In fact, two things were happening here. One, the disciples were becoming born-again. The same powerful Spirit who gave life to all humanity in Genesis, is the same Holy Spirit who breathes new life in God’s new creation people. This is the breath we receive in Holy Baptism! This is the gift of the Holy Spirit that transfers from sorrow and fear, to joy and peace. But not only did the Holy Spirit re-create the disciples here in John 20, but He commissioned them to go out in His power to give Christ through the saving gospel. That is, the disciples in receiving the peace of Christ received both rebirth and power.

This is what the Word teaches at John 7:38-39 before Christ’s death and resurrection:

“Whoever believes in me, as the Scripture has said, ‘Out of his heart will flow rivers of living water.” 39Now this he said about the Spirit, whom those who believed in him were to receive, for as yet the Spirit had not been given, because Jesus was not yet glorified.”

Upon having been resurrected from the dead, the LORD was now the LORD of glory and it was time to give the “rivers of living water,” that is, the Holy Spirit to His followers. As is pointed out by one commentator: “…the side [of course where our LORD was pierced] recalls the source of living water (John 19:34) he has now come to give (20:22; 7:37-39) [Keener, Craig S., The Gospel of John: A Commentary, Volume Two, Peabody, Massachusetts: Hendrickson Publishers, 2003. 1202].”

The blood and water that flowed from the side of Jesus is that same blood and water that gave us peace. And the same Christ who is your peace and power for mission to serve the Living God and to share His gospel continues to come to you as well through His blood in the ongoing feast of the Holy Supper and through the living water that has already washed you in Holy Baptism.
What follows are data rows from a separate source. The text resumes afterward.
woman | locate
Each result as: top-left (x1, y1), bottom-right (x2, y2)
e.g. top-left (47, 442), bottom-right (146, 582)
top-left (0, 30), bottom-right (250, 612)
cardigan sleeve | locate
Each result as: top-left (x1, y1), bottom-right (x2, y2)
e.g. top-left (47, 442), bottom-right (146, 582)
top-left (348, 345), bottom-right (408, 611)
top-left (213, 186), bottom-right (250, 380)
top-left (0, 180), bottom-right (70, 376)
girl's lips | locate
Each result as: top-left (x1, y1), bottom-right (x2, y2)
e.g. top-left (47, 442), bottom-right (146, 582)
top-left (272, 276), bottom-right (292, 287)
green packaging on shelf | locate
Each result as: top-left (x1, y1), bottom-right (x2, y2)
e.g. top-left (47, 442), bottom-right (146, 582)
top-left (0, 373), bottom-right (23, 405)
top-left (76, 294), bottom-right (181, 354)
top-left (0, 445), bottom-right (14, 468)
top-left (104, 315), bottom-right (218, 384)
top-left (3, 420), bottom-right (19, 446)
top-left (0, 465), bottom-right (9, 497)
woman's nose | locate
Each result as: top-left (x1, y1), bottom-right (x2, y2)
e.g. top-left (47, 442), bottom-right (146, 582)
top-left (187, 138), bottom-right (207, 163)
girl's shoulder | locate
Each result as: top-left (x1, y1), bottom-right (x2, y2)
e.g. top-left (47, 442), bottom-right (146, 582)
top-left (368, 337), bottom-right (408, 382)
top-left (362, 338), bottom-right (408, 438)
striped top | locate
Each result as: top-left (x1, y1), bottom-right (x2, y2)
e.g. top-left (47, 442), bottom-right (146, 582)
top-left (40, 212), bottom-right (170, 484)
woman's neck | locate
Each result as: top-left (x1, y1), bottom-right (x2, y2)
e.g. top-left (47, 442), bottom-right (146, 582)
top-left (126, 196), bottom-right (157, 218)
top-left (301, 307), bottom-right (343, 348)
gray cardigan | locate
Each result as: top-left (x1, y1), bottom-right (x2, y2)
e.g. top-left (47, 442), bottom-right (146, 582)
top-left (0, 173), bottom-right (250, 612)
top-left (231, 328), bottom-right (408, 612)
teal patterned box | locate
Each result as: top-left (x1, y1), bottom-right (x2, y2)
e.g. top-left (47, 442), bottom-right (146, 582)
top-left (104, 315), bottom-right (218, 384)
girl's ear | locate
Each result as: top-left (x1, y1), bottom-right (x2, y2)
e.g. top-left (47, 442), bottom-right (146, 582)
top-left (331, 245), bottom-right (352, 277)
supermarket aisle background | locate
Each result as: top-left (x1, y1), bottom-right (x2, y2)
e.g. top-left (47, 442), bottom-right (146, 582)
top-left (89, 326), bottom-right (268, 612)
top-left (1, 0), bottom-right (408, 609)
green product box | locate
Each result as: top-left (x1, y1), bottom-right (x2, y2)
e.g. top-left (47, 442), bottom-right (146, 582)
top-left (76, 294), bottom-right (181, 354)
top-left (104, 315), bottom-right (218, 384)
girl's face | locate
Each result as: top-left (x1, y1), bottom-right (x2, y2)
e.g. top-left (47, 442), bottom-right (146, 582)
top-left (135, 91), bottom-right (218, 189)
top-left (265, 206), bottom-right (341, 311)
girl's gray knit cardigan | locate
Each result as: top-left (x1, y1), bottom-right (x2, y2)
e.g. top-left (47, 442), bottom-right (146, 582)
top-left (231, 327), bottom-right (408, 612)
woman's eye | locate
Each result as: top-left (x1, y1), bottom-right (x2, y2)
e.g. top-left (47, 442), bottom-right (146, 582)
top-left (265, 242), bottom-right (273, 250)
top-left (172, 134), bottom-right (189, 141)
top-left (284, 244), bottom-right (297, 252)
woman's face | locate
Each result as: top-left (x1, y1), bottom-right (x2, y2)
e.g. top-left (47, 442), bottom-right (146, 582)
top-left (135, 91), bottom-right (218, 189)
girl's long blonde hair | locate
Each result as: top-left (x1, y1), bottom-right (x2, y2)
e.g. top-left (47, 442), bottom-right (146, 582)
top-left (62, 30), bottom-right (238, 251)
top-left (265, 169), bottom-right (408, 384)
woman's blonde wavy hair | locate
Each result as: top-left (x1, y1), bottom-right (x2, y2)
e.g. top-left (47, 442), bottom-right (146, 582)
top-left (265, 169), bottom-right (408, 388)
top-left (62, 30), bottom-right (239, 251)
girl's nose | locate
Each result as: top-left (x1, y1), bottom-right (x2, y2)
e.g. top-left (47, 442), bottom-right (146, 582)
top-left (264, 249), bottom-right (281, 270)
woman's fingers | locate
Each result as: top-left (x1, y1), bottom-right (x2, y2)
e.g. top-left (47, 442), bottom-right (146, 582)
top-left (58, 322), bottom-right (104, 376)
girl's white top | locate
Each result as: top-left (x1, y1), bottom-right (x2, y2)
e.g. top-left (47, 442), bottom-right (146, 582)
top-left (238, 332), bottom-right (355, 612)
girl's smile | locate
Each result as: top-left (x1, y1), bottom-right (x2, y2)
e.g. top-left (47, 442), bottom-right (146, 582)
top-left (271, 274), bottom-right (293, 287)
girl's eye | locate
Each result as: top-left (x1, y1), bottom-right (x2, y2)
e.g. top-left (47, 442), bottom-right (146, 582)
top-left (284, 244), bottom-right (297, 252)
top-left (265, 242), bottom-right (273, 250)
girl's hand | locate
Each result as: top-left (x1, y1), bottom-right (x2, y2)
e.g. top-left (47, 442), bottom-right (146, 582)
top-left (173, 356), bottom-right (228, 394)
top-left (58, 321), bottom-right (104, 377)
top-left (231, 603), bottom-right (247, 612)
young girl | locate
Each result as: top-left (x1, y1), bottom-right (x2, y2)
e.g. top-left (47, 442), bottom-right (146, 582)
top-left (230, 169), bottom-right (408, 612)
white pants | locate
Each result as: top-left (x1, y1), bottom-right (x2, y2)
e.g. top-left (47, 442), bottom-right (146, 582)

These have given you Christ. These have given you and continue to give you the Holy Spirit.

Everything has changed, because now you have Christ and to have Christ is to have the Holy Spirit. Sadness? It cannot stand up to forgiveness. Fear? It is overcome by peace. So, we go forth because everything has changed. Jesus said at John 16:33:

“I have said these things to you, that in me you may have peace. In the world you will have tribulation. But take heart; I have overcome the world.”

It’s true, since the LORD has even defeated death and because He has given Himself to you and given His Spirit to you, even in tribulation, you take heart. The world tries to get you down but hear Christian! Behold Christian! The risen Christ has overcome the world! Peace…yes peace, is now yours. Hear His Word to you baptized one: “Peace be with you!” And He breathed on you in your holy baptism and gave you the Holy Spirit and He said to you again and even says to you today, “Peace be with you!”